A sequence of benchmarks for all enabled backends can be run using:

make benchmarks

The results from the benchmarks are stored inside the benchmarks/ directory and they can be viewed using the commands (requires python with matplotlib):

cd benchmarks
python postprocess-plot.py petsc-bps-bp1-*-output.txt
python postprocess-plot.py petsc-bps-bp3-*-output.txt

Using the benchmarks target runs a comprehensive set of benchmarks which may take some time to run. Subsets of the benchmarks can be run using the scripts in the benchmarks folder.

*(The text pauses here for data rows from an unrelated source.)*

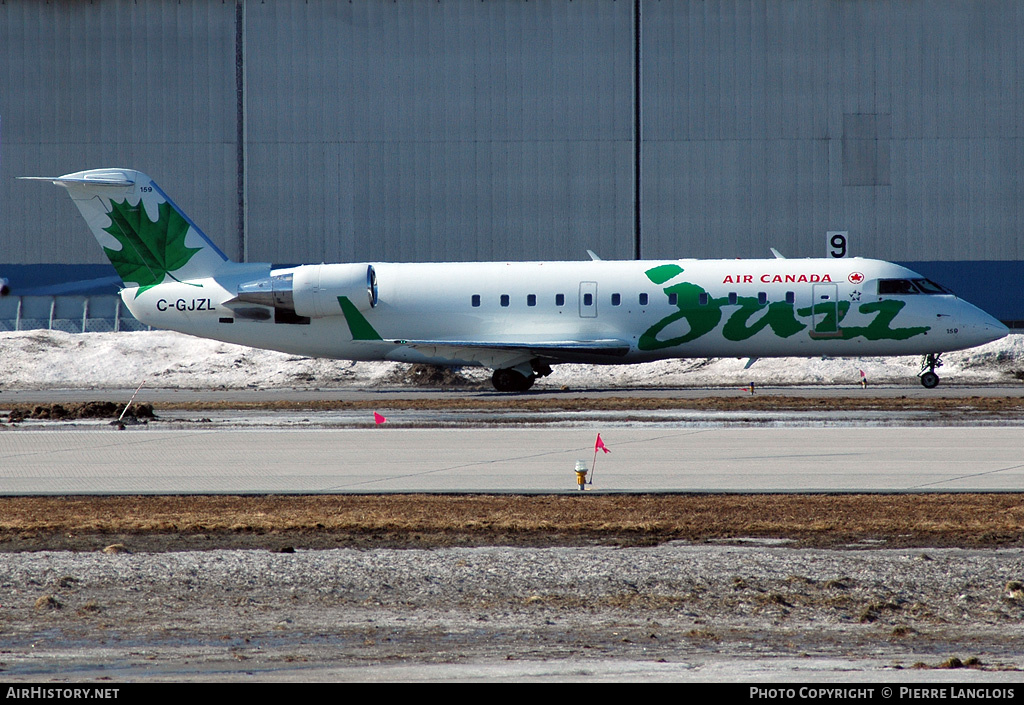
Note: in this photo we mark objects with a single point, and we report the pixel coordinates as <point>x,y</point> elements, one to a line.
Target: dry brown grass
<point>168,523</point>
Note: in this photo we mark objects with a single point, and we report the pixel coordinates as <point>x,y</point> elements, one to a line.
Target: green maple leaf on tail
<point>148,250</point>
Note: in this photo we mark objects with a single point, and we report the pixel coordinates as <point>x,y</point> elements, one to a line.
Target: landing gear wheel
<point>510,380</point>
<point>928,366</point>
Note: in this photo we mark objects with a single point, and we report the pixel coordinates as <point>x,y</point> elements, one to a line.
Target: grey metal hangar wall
<point>521,129</point>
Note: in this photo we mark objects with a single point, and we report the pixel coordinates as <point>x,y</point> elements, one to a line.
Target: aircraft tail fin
<point>146,237</point>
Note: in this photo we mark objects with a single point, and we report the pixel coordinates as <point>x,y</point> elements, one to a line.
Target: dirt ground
<point>688,586</point>
<point>285,523</point>
<point>159,524</point>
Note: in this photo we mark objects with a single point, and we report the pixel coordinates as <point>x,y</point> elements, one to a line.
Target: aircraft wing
<point>565,350</point>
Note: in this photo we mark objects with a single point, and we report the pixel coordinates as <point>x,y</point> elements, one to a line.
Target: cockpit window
<point>910,286</point>
<point>927,286</point>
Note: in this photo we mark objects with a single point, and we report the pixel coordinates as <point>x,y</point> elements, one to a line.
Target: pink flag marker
<point>598,446</point>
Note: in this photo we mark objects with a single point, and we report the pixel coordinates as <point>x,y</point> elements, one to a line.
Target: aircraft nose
<point>986,328</point>
<point>993,330</point>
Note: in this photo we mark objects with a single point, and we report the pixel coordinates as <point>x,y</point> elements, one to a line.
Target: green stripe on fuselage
<point>357,324</point>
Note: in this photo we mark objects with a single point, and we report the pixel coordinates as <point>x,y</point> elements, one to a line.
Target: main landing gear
<point>517,378</point>
<point>928,366</point>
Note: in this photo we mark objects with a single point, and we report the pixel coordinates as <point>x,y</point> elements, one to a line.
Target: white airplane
<point>516,318</point>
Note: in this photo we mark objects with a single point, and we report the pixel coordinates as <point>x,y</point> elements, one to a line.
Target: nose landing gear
<point>929,364</point>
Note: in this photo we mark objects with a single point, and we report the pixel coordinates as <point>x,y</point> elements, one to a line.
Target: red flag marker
<point>598,446</point>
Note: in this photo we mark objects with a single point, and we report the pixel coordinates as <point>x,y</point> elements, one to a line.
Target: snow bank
<point>53,360</point>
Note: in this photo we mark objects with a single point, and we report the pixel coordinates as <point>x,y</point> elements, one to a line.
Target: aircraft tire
<point>510,380</point>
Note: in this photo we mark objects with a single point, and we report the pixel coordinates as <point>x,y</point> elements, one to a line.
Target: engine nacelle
<point>315,288</point>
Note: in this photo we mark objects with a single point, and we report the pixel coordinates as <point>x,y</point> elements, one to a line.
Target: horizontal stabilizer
<point>102,178</point>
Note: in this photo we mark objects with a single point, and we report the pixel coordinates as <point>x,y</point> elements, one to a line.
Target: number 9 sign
<point>837,244</point>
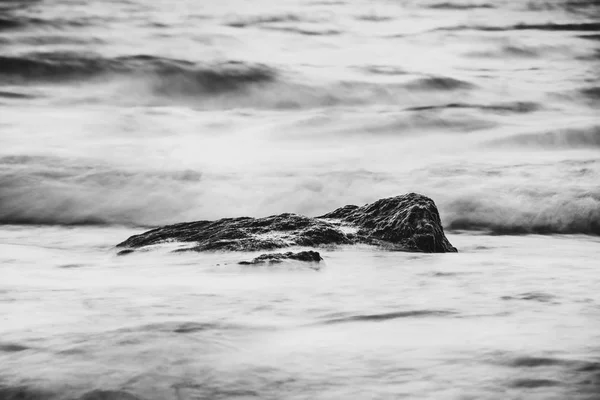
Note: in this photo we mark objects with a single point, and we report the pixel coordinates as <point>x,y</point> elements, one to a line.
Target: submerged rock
<point>409,222</point>
<point>275,258</point>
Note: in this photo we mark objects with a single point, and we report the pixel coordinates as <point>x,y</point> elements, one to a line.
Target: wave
<point>519,107</point>
<point>592,93</point>
<point>229,76</point>
<point>459,6</point>
<point>14,95</point>
<point>574,27</point>
<point>439,83</point>
<point>305,31</point>
<point>54,191</point>
<point>590,37</point>
<point>517,213</point>
<point>264,19</point>
<point>388,316</point>
<point>561,139</point>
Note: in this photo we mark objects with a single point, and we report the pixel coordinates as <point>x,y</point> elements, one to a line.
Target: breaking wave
<point>561,139</point>
<point>575,27</point>
<point>459,6</point>
<point>52,191</point>
<point>52,67</point>
<point>519,213</point>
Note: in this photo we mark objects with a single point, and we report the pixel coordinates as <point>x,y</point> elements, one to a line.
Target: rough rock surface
<point>275,258</point>
<point>409,222</point>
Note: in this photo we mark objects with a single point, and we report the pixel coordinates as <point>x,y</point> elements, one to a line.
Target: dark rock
<point>275,258</point>
<point>408,223</point>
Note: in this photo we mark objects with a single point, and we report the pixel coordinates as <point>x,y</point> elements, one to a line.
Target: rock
<point>275,258</point>
<point>409,222</point>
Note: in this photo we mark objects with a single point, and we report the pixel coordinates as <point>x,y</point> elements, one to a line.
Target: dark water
<point>121,114</point>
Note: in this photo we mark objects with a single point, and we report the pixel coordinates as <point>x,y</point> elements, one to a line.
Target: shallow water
<point>120,115</point>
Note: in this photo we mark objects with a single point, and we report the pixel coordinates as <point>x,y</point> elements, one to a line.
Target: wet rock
<point>409,222</point>
<point>275,258</point>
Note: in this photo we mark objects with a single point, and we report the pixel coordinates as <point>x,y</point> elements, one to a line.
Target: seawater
<point>120,115</point>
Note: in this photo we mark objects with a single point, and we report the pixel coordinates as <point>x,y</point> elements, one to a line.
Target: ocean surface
<point>117,116</point>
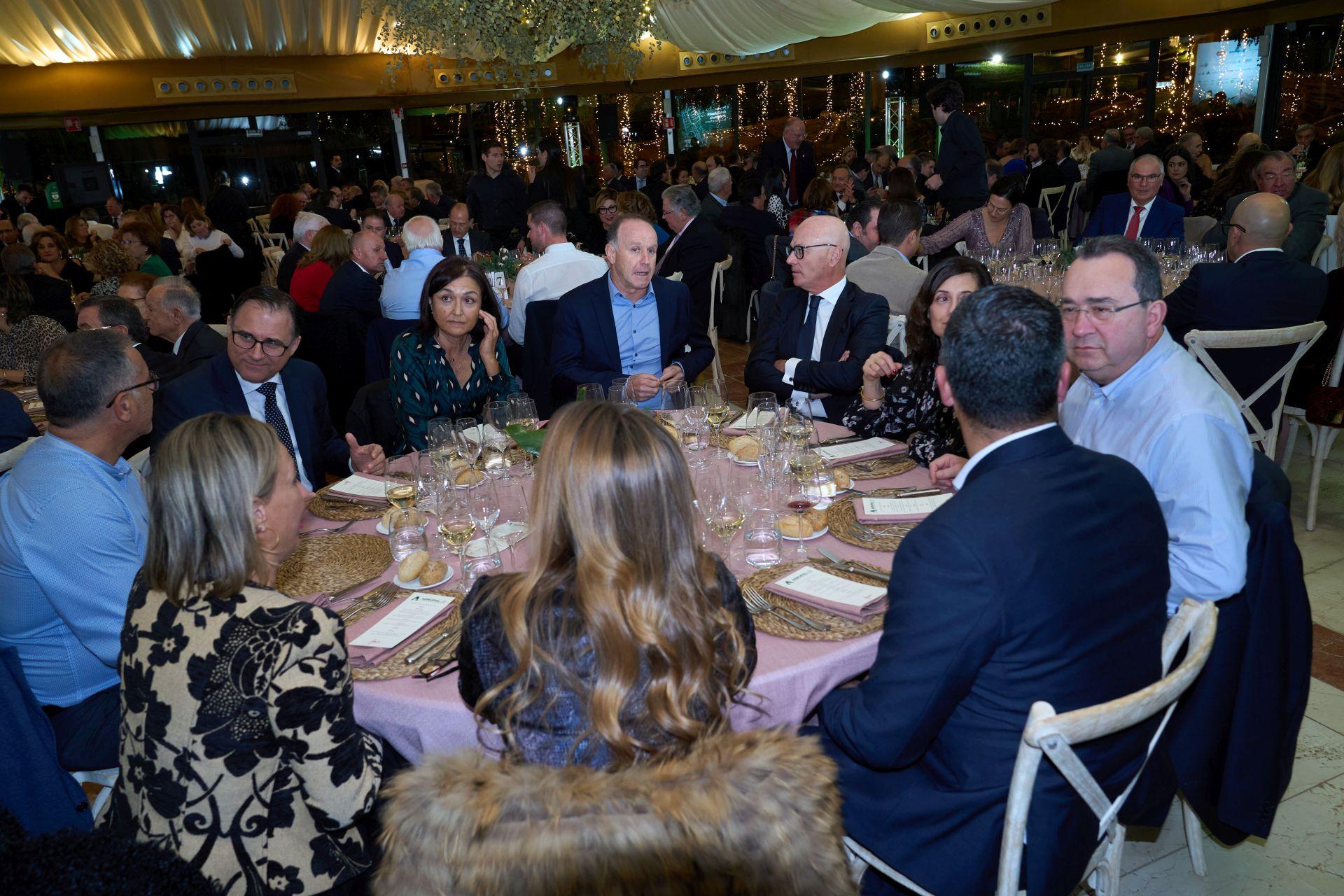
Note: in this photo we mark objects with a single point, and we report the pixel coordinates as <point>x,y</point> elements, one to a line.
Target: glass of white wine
<point>456,524</point>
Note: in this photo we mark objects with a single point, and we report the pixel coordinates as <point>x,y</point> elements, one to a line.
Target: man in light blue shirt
<point>73,528</point>
<point>1145,399</point>
<point>422,242</point>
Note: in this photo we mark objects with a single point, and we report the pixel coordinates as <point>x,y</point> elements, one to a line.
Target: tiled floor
<point>1304,856</point>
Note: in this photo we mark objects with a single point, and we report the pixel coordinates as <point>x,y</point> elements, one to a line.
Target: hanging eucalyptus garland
<point>519,33</point>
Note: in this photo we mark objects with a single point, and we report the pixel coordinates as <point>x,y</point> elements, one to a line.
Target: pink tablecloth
<point>792,676</point>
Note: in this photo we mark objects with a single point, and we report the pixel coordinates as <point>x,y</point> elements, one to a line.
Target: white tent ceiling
<point>59,31</point>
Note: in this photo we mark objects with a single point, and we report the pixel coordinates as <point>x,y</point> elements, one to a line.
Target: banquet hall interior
<point>549,435</point>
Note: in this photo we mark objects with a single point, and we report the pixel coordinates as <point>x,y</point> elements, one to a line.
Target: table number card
<point>405,621</point>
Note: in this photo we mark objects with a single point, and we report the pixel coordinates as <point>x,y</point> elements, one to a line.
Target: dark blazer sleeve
<point>568,355</point>
<point>867,335</point>
<point>941,628</point>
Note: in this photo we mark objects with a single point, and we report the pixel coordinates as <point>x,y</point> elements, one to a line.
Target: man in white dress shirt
<point>559,265</point>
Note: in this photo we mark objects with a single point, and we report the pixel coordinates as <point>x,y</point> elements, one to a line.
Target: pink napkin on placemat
<point>920,507</point>
<point>857,612</point>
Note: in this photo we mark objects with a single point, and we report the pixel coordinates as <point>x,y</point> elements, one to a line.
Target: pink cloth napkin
<point>857,614</point>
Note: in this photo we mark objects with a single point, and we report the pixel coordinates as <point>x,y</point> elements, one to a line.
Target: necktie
<point>1132,232</point>
<point>793,176</point>
<point>276,419</point>
<point>809,330</point>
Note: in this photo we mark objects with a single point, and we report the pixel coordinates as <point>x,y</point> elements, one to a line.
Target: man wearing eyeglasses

For more details about the benchmarks, see the benchmarks/README.md file.

Install

To install libCEED, run:

make install prefix=/usr/local

or (e.g., if creating packages):

make install prefix=/usr DESTDIR=/packaging/path

To install libCEED for Python, run:

pip install libceed

with the desired setuptools options, such as –user.

pkg-config

In addition to library and header, libCEED provides a pkg-config file that can be used to easily compile and link. For example, if $prefix is a standard location or you set the environment variable PKG_CONFIG_PATH:

cc `pkg-config --cflags --libs ceed` -o myapp myapp.c

will build myapp with libCEED. This can be used with the source or installed directories. Most build systems have support for pkg-config.

Contact

You can reach the libCEED team by emailing ceed-users@llnl.gov or by leaving a comment in the issue tracker.

How to Cite

If you utilize libCEED please cite:

@misc{libceed-dev-site,
  title =  {lib{CEED} development site},
  url =    {https://github.com/ceed/libceed},
  howpublished = {\url{https://github.com/ceed/libceed}},
  year = 2020
}

For libCEED’s Python interface please cite:

@InProceedings{libceed-paper-proc-scipy-2020,
  author    = {{V}aleria {B}arra and {J}ed {B}rown and {J}eremy {T}hompson and {Y}ohann {D}udouit},
  title     = {{H}igh-performance operator evaluations with ease of use: lib{C}{E}{E}{D}'s {P}ython interface},
  booktitle = {{P}roceedings of the 19th {P}ython in {S}cience {C}onference},
  pages     = {85 - 90},
  year      = {2020},
  editor    = {{M}eghann {A}garwal and {C}hris {C}alloway and {D}illon {N}iederhut and {D}avid {S}hupe},
  doi       = {10.25080/Majora-342d178e-00c},
  url       = {https://doi.org/10.25080/Majora-342d178e-00c}
}

The BiBTeX entries for these references can be found in the doc/bib/references.bib file.